Thursday, March 19, 2009



Spring Time In The Desert

I've made the drive between LA and Phoenix dozens of times now. It's only just now dawned on me that until recently, I had never made that drive in spring before.

This past weekend I made a drive home for a couple days. I needed to do my taxes, and my grandfather is my accountant. I also wanted to see my family, and pick up a few things that I had left behind.

On my way out to Phoenix I left in the evening, and by the time I got out to the desert it was pitch black, so I didn't notice anything. But on the way back home to LA...

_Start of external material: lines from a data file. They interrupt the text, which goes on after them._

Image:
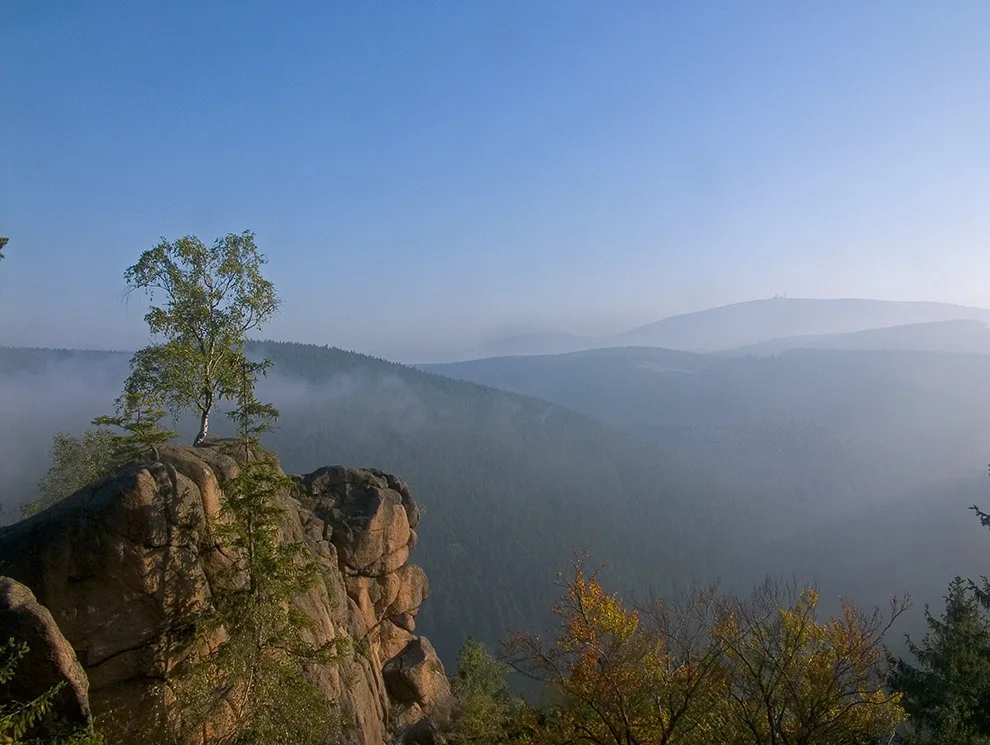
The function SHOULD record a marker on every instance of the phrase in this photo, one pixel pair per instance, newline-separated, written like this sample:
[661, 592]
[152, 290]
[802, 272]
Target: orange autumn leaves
[705, 668]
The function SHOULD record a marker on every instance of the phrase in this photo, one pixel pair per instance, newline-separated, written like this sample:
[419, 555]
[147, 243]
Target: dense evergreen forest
[706, 468]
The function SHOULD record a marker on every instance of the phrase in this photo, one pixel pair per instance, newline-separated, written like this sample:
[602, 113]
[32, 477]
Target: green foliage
[79, 461]
[213, 296]
[76, 462]
[140, 419]
[18, 719]
[947, 693]
[485, 711]
[251, 689]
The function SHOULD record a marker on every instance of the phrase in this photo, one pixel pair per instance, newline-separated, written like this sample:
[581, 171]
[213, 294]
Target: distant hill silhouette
[962, 336]
[739, 325]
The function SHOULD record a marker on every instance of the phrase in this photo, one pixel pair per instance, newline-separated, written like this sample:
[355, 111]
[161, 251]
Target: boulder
[49, 661]
[126, 564]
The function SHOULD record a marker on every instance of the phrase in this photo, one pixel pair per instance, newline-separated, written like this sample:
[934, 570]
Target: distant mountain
[511, 486]
[550, 342]
[743, 324]
[833, 425]
[671, 465]
[962, 336]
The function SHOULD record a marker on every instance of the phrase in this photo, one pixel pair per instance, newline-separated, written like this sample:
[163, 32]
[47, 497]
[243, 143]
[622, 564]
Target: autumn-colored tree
[627, 676]
[710, 670]
[795, 681]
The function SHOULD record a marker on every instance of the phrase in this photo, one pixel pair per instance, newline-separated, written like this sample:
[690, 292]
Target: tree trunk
[204, 426]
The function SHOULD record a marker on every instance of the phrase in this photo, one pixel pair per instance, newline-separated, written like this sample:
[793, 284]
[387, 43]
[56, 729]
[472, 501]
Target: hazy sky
[427, 175]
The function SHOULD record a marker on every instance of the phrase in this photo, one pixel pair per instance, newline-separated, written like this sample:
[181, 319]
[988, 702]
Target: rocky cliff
[125, 565]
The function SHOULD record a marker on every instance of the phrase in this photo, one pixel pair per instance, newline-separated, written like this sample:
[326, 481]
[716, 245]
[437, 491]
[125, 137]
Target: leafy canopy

You know those silly cliched scenes that you see in the movies and TV when two characters that are romantically linked are running towards each other in slow motion in a gorgeous field of flowers? I felt like I was driving through that... but replace the cheesey romance music with my Ipod blasting Blitzen Trapper, The Sparks and Queens Of The Stone Age.

Densely packed bursts of school-bus-yellow flowers lined the freeway for miles and miles on end. There was a sprinkling of some smaller purple flowers too, but the golden bursts was what really caught the eye.

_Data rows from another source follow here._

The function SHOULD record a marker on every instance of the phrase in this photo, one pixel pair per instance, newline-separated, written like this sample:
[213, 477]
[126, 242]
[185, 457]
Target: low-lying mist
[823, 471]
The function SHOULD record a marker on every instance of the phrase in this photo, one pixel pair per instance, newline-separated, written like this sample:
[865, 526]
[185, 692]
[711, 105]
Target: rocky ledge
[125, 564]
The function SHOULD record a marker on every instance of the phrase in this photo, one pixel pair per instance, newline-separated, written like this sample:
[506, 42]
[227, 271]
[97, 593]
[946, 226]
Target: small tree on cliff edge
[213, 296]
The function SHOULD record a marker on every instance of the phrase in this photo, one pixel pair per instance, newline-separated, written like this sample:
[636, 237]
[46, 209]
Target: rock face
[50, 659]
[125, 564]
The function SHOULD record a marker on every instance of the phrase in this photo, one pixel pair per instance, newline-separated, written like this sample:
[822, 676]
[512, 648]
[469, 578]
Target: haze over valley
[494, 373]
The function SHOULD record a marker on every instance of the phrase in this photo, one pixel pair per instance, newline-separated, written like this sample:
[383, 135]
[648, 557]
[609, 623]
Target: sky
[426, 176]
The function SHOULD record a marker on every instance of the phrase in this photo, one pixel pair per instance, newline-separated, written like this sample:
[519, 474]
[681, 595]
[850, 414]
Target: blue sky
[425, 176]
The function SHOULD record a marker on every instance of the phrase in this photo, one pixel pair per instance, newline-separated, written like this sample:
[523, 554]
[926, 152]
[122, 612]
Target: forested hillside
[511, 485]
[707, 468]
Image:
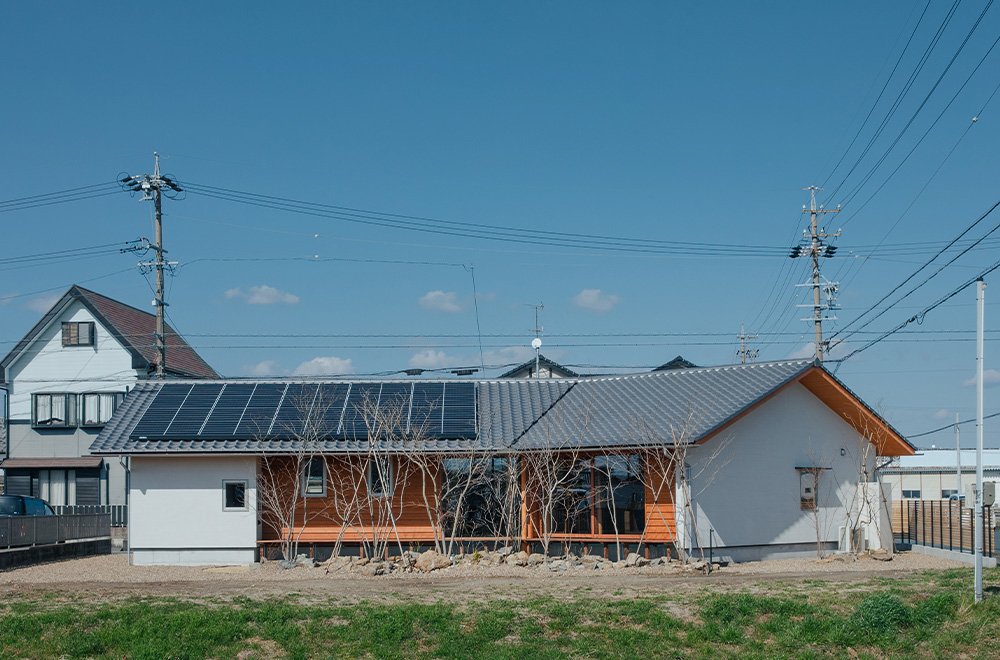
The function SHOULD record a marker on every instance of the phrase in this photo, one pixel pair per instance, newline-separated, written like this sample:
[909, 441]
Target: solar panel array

They were so thickly packed in along the edge of the pavement itself that you couldn't see the edge at all or even the soil the bush was growing out of. Each bush was covered with literally hundreds and hundreds of tiny flowers and, in most cases, was on top of the bush next to it. Some were only a few inches tall, others couldn't be smaller than four feet, and all of them happily hugging it's neighbor to get a better view of the only thing of interest: passing motorists.

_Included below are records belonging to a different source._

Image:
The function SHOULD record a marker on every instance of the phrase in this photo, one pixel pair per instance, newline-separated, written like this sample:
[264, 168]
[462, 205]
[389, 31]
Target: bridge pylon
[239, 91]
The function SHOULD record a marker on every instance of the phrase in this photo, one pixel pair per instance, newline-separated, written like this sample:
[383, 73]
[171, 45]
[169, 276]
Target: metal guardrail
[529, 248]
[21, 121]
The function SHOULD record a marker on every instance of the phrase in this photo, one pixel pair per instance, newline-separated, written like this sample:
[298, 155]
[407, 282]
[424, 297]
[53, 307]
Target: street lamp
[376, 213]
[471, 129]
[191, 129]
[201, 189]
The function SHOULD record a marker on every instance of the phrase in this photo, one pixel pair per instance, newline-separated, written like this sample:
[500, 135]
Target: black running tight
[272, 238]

After taking this in for a bit, I started to notice something funny. I looked out further at the rest of the landscape, and there was merely an occasional dot of gold here or there. It was sparse on the school bus flowery bushes. There was plenty of scraggly green brush, and stick-skinny trees, and several varieties of cactus, but very few golden flower bushes.

It was as though the majority of the flowers were precocious little four-year-olds clamoring and crowding for the attention of passing cars, blooming with all their might and shouting "Look what I can do! Look what I can do!"

1 comment:

  1. As pretty as it is, it tends to remind how much the desert looks like death the rest of the year. Makes me pine for less arid climes.